Botany professor Paul Cox knew his marriage was working when he announced to his wife he was ready to sell their home to save a rain forest in Western Samoa and she said, "What a good idea!"
Barbara Cox knows what makes her husband tick. For him to stake their house against the logging of an island village's forest was not out of character at all. Nor is the fact that he's planning to donate the thousands he's won back to the preservation effort.Cox, dean of the honors and general education program at Brigham Young University, is widely known for his work in saving rain forests in the South Pacific and Caribbean. He's even regarded by the Samoans as the spirit of an ancient goddess, the "voice of conservation." The villagers have named him a chief.
He founded the Seacology Foundation dedicated to "saving the world one village at a time." The foundation helps the island communities get schools and wells and civic improvements without having to sell their precious rain-forest timber.

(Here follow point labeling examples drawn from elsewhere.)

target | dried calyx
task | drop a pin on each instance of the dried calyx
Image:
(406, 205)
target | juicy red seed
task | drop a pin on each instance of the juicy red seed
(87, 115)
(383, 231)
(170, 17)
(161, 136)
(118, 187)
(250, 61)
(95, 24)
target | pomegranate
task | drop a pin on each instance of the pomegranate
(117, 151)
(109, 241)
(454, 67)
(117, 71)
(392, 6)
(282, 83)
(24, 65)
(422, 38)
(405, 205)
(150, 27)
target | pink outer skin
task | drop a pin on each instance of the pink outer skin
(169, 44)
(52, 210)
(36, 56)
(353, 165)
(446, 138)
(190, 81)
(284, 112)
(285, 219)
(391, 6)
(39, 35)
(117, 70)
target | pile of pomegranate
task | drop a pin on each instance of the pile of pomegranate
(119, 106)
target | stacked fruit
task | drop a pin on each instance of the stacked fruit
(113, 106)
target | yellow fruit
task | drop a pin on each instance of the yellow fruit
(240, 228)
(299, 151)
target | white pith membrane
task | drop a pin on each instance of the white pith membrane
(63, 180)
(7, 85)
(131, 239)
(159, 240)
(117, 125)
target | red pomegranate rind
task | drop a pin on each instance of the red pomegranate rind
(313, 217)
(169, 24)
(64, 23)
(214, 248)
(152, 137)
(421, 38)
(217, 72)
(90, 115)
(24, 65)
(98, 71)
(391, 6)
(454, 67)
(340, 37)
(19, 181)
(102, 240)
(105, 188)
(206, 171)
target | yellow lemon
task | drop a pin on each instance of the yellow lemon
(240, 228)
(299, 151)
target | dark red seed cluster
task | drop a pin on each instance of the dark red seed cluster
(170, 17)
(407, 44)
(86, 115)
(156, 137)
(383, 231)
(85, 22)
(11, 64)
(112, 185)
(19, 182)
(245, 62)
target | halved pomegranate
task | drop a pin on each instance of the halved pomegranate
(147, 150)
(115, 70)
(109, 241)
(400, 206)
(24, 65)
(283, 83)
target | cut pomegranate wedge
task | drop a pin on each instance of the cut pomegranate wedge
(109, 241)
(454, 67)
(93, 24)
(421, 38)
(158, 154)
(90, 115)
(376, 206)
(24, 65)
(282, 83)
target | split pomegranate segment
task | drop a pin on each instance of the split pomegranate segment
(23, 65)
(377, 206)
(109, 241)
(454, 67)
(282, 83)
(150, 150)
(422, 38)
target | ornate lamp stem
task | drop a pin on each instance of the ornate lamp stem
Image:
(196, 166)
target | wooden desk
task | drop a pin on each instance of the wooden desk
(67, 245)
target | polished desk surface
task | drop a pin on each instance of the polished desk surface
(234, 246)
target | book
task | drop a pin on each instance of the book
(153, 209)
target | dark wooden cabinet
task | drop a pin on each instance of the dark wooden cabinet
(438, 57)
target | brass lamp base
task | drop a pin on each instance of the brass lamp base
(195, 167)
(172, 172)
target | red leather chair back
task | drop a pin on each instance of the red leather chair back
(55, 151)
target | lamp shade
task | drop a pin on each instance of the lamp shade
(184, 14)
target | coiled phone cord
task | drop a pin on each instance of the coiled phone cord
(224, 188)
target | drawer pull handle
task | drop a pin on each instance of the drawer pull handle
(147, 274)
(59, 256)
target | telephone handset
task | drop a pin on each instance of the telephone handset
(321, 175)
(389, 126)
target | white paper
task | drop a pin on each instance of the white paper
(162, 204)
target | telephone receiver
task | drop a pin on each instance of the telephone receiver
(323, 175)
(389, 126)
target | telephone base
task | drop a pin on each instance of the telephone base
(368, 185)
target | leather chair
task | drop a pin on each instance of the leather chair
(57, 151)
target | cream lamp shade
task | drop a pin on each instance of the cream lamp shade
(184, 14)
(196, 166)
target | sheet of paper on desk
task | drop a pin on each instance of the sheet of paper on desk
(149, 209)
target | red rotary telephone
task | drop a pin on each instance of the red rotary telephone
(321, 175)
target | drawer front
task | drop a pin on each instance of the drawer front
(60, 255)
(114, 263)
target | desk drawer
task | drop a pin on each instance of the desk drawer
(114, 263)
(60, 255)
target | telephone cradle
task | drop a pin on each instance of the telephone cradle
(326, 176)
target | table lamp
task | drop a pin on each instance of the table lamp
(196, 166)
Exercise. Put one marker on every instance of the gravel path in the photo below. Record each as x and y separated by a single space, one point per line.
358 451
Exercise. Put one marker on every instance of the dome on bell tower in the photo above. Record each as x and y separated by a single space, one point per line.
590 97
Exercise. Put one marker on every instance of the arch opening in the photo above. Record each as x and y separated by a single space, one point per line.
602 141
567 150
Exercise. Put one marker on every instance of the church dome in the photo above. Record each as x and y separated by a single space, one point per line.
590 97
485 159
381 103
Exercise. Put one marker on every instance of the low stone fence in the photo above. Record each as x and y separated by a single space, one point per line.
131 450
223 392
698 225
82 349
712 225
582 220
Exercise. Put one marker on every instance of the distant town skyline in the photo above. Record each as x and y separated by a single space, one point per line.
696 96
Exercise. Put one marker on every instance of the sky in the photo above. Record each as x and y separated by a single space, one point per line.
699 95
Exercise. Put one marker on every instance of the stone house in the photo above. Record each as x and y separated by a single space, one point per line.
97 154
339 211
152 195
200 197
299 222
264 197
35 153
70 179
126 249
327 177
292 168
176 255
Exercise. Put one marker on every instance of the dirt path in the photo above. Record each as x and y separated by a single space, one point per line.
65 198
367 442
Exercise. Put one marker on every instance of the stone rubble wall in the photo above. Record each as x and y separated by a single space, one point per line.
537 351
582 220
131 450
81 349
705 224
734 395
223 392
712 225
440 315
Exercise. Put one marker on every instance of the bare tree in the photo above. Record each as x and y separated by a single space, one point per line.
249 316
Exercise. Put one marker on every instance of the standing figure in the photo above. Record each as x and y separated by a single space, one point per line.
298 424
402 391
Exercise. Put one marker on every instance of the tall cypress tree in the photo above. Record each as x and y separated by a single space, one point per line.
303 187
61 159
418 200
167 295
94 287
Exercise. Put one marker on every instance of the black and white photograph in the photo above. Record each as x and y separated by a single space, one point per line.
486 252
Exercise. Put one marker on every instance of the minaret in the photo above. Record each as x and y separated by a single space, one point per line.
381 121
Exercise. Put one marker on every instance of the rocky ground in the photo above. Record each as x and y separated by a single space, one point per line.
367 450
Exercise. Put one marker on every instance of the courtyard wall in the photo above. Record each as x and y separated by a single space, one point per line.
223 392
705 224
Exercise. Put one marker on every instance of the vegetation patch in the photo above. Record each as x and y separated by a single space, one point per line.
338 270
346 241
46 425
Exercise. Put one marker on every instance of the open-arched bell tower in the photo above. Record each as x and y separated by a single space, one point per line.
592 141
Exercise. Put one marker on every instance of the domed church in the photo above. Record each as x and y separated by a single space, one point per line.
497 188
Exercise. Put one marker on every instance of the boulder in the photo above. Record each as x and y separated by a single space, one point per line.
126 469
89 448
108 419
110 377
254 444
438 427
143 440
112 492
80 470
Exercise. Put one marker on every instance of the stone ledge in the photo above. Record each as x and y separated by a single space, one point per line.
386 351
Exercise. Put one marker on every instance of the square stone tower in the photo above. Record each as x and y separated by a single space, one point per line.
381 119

And he's just been named one of the world's most effective environmentalists. Cox has been awarded the Goldman Prize for grass-roots environmentalism offered by Richard and Rhoda Goldman of San Francisco. The award, referred to by Time magazine as a sort of Nobel Prize for environmental heroes, carries with it a $75,000 cash prize. Nominations are accepted only from 19 internationally known environmental organizations, and the award is endorsed by 107 heads of state.
Cox intends to donate his half back to an endowment fund set up to keep protecting the forest.
He gets half because he shares the award with Chief Fuiono Senio, who he says really deserves the award. "My own role is small," he said.
Senio and Cox saved the 30,000-acre forest the villagers of Falealupo were ready to sell for the price of a school. Loggers were offering less than $2 an acre for the forest but the villagers didn't see another way to get a school for their children.
Cox, in Samoa for his ongoing study of the rain-forest plants and their potential for medicines, offered to sell his house to raise the $65,000 needed to top the loggers' offer.
Senio, the 60-year-old head of the village of Falealupo, first convinced his village to take Cox's offer seriously and then ran six miles to stop the bulldozers. The logging company had already started clear cutting a section of the forest next to Falealupo. Senio chased them away and waved a machete in the logger's faces.
"He told the loggers if they ever came back, they would be `as the dust,' " said Cox.
"He is truly the hero. He shows that one single person can make a difference."
By taking on the fight, Senio made saving the forest an issue the island people saw as their own.
His actions are already legendary throughout the islands, said Cox. Senio, along with two other island chiefs, has set up a preservationist organization that 50 villages have joined and successfully protested French nuclear testing in the South Pacific.
Ultimately, Cox didn't have to sell his home and car. Ken Murdock, founder of Nature's Way, and Rex Maughan, founder of Forever Living Products of Phoenix, along with a number of BYU students and interested Utahns, raised the money in a few weeks' time.
"When we returned to the village with the money and paid the loggers off, I heard the villagers cheer," said Cox. "It was one of the greatest days of my life."
The logging companies are paying a pittance for the tropical trees, said Cox, in addition to robbing the world of a precious and little-understood resource.
"They're basically paying a penny for every 10 trees. They're making a huge profit, akin to drug dealers."
Cox and the villagers want the forests preserved so they continue to benefit the islanders as they have for centuries. He's excited about the endowment fund, which will guarantee stewardship over the forest stays with the local people.
"People endow chairs and professorships and institutions," said Cox. "There's never to my knowledge been a rain forest endowed. I do hope it starts a trend."
NuSkin International and Nature's Way have both matched Cox's contribution to the endowment, something no one's done before for a Goldman prize winner. That's put more than $100,000 into the fund.
Cox will return to Samoa in May to help dedicate an aerial canopy walkway that can charter "eco-tourism" to the rain forest and help raise money off the forest without harm.
"Part of what we've been told is if we can show companies how to make money off the rain forests, they will leave them alone. If suddenly the rain forest starts yielding money, it's seen as an asset."
With control in the hands of the islanders, Cox feels the rain forests are safe.
"These villagers have demonstrated the ability to protect and conserve rain forests for over 2,000 years. In fact, in their culture, they've learned how to do something that still seems to be beyond our grasp, which is how to use a resource without destroying it," said Cox.